According to the Maryland Coalition Against Sexaul Assault (MCASA), not all survivors find it necessary to report their assailants.

“In fact, some feel that the criminal justice system re-victimizes them in its process,” MCASA said in “Reporting Sexual Assault: Why Survivors Often Don’t.” “Some survivors find that the services provided by a rape crisis and recovery center or similar provider are the only services they feel comfortable pursuing.”

MSACA’s report suggested survivors cite fear of reprisal, fear of the stigma of being a sexual assault victim, personal matters, belief that the police wouldn’t do anything to help, humiliation and fear of lack of evidence for not reporting an assault.

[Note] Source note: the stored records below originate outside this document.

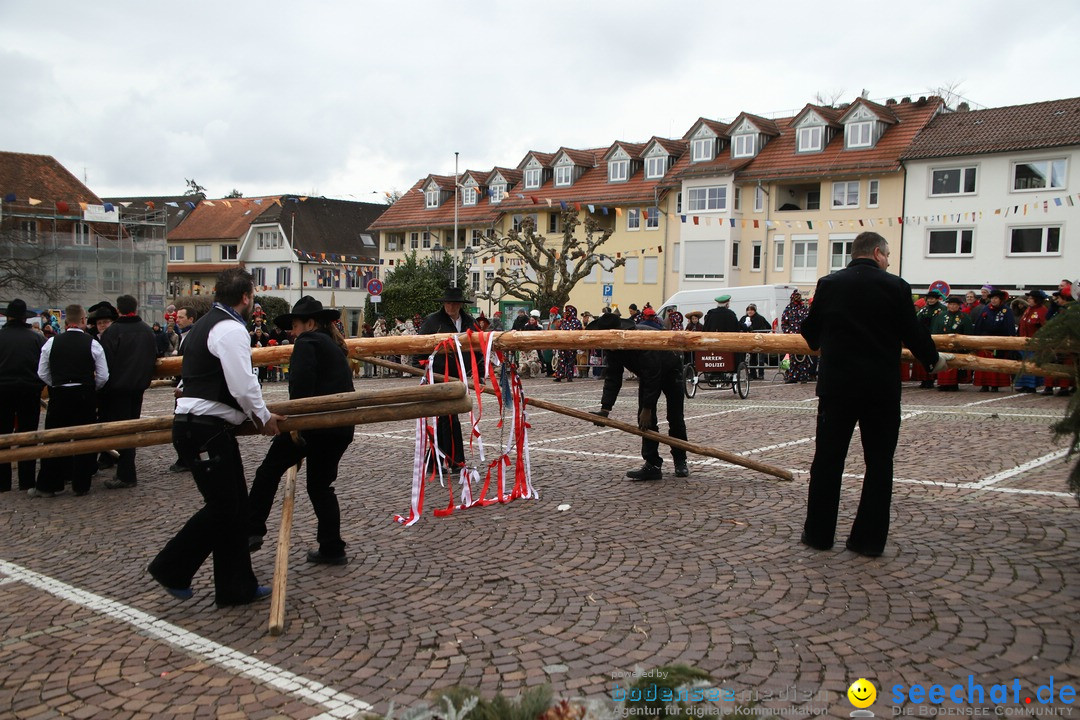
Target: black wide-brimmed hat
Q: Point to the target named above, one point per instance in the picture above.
(610, 322)
(306, 308)
(454, 295)
(16, 310)
(103, 310)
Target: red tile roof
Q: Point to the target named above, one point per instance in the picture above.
(1050, 124)
(220, 221)
(43, 178)
(778, 159)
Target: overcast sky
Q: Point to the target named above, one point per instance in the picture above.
(345, 98)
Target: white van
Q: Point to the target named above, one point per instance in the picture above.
(770, 300)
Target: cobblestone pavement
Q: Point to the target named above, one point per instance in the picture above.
(980, 575)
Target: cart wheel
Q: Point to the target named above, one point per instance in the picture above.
(741, 382)
(691, 380)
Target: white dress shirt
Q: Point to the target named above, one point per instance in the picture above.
(100, 367)
(230, 343)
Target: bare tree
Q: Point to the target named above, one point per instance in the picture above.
(550, 270)
(28, 267)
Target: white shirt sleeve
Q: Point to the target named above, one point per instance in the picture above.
(44, 371)
(230, 343)
(100, 366)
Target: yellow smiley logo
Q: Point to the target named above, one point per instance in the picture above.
(862, 693)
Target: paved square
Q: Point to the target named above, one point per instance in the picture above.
(980, 574)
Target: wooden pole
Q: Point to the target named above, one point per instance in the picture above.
(443, 391)
(626, 428)
(313, 421)
(752, 342)
(281, 561)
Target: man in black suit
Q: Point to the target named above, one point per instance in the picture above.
(858, 382)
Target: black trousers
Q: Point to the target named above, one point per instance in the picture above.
(123, 405)
(671, 385)
(324, 454)
(879, 424)
(22, 408)
(219, 527)
(67, 407)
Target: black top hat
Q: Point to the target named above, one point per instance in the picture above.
(16, 310)
(453, 295)
(306, 308)
(610, 322)
(103, 310)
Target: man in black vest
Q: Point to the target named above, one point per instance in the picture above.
(132, 352)
(858, 382)
(19, 385)
(72, 364)
(220, 392)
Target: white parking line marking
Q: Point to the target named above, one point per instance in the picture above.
(337, 704)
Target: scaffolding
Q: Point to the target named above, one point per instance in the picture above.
(83, 258)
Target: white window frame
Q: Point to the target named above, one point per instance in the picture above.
(744, 145)
(957, 242)
(811, 138)
(847, 204)
(1049, 162)
(618, 171)
(853, 134)
(656, 167)
(703, 149)
(284, 277)
(846, 241)
(80, 233)
(1044, 240)
(703, 200)
(806, 272)
(650, 270)
(652, 219)
(962, 171)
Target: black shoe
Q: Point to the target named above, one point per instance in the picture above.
(805, 539)
(646, 472)
(319, 558)
(866, 552)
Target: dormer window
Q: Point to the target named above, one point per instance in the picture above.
(618, 171)
(744, 146)
(703, 149)
(860, 134)
(811, 139)
(655, 167)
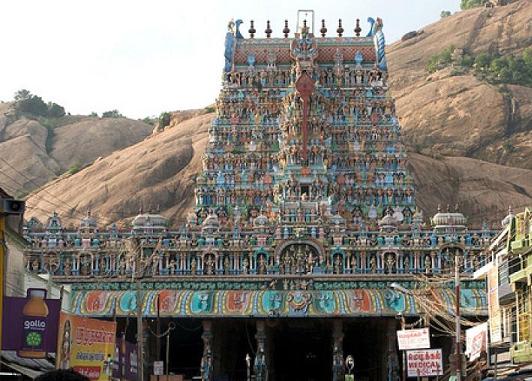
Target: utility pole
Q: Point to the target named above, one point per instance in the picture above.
(2, 272)
(7, 206)
(458, 348)
(140, 334)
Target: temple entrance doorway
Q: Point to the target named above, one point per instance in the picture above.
(368, 341)
(301, 350)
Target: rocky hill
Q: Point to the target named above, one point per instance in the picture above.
(453, 112)
(34, 151)
(470, 140)
(159, 172)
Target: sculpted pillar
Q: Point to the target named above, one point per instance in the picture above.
(260, 364)
(207, 371)
(338, 351)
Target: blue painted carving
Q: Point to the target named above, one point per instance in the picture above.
(229, 52)
(237, 33)
(358, 57)
(371, 27)
(380, 45)
(251, 60)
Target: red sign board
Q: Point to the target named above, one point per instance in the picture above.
(413, 339)
(424, 363)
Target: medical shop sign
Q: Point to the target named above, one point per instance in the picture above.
(424, 363)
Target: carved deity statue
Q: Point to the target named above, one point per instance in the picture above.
(373, 264)
(390, 263)
(67, 267)
(193, 266)
(226, 265)
(209, 265)
(245, 265)
(262, 265)
(428, 264)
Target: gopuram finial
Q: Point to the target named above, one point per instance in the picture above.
(323, 29)
(358, 29)
(286, 29)
(252, 29)
(340, 30)
(268, 30)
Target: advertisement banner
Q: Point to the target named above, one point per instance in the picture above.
(476, 341)
(424, 363)
(494, 311)
(30, 324)
(125, 360)
(413, 339)
(87, 345)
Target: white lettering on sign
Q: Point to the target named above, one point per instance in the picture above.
(424, 363)
(413, 339)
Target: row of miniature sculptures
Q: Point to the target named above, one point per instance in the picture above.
(295, 260)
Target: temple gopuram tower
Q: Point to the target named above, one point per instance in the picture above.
(305, 216)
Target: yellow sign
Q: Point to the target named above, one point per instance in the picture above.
(87, 345)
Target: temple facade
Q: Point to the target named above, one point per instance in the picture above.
(305, 215)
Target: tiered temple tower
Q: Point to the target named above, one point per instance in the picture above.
(304, 209)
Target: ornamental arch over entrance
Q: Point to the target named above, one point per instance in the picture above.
(299, 257)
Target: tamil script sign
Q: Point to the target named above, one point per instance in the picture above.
(30, 324)
(494, 311)
(125, 360)
(86, 345)
(413, 339)
(424, 363)
(476, 341)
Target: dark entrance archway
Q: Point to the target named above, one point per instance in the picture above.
(301, 351)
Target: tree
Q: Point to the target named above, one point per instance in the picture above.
(112, 114)
(33, 105)
(22, 95)
(482, 61)
(55, 111)
(164, 119)
(468, 4)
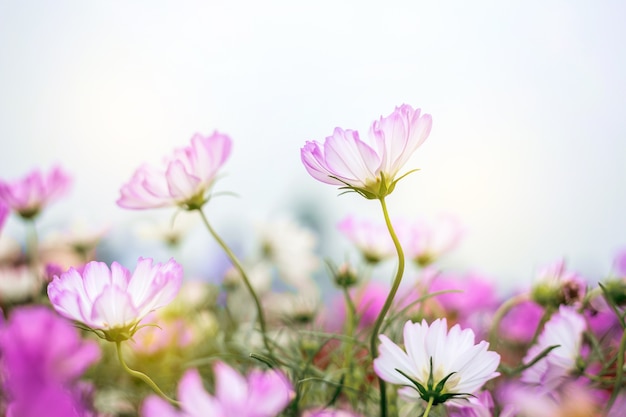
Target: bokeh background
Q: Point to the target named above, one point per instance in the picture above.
(528, 101)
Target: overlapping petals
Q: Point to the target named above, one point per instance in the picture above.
(368, 167)
(184, 181)
(260, 394)
(27, 196)
(114, 300)
(434, 353)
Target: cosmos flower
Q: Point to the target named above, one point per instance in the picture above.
(438, 365)
(29, 195)
(187, 177)
(113, 300)
(564, 330)
(42, 356)
(368, 167)
(260, 394)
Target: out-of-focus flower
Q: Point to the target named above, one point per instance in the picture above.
(260, 394)
(556, 285)
(43, 356)
(521, 322)
(371, 238)
(29, 195)
(187, 177)
(291, 248)
(564, 330)
(17, 283)
(480, 405)
(369, 168)
(438, 365)
(4, 213)
(427, 242)
(329, 412)
(471, 304)
(113, 300)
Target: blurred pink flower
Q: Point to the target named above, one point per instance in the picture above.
(4, 213)
(369, 168)
(113, 300)
(565, 330)
(188, 175)
(42, 356)
(29, 195)
(435, 355)
(371, 238)
(260, 394)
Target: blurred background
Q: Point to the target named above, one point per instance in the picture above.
(528, 99)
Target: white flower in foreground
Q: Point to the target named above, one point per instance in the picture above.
(113, 300)
(438, 365)
(564, 330)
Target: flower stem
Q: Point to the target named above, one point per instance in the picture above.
(500, 313)
(383, 312)
(429, 406)
(246, 280)
(145, 378)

Sometimes the assaults that do get reported, especially on college campuses, can take more than 940 days – the average length in 2014 being 1,469 days – for the U.S. Department of Education’s Office for Civil Rights to complete its investigation, according to Inside Higher Education. After being assaulted and dragged through a trial or campus judicial process that may possibly have no positive resolution, it’s not hard to figure out why survivors don’t report or press charges.

It shouldn’t take this long to resolve a case for those who do decide to press charges or have their respective school investigate the incident. The survivor of the assault deserves to move forward and have their case resolved in a timely manner.

If you are still unsure or feel that the victim is losing out by not pressing charges, I challenge you to change the direction of your question:

Why are we blaming the victim for not reporting the incident instead of blaming the rapist for raping someone?

We saw what happened at Stanford. Two bystanders witnessed Brock Turner assaulting an unconscious person and reported him.

Brock Turner served three months in jail.

Two people saw him do this. They chased him on bicycles while he ran away from the crime scene. The victim had to read about what happened to her in the news.

“Why wouldn’t she or he want to report it? Why would she or he not want to get justice? What’s wrong with them?”

According to the Rape Incest and Abuse National Network, “only six out of every 1,000 perpetrators” will ever serve prison time. Ninety-seven percent of perpetrators walk free, according to MSACA’s report.

I recently spoke with an assault victim, and her words stay in that small space in the back of my mind that keeps me awake at night:

“I don’t think I’ll ever be done healing.”

Give survivors the chance to have a voice in their own cases. They deserve respect in their decisions to pursue charges, not re-victimization.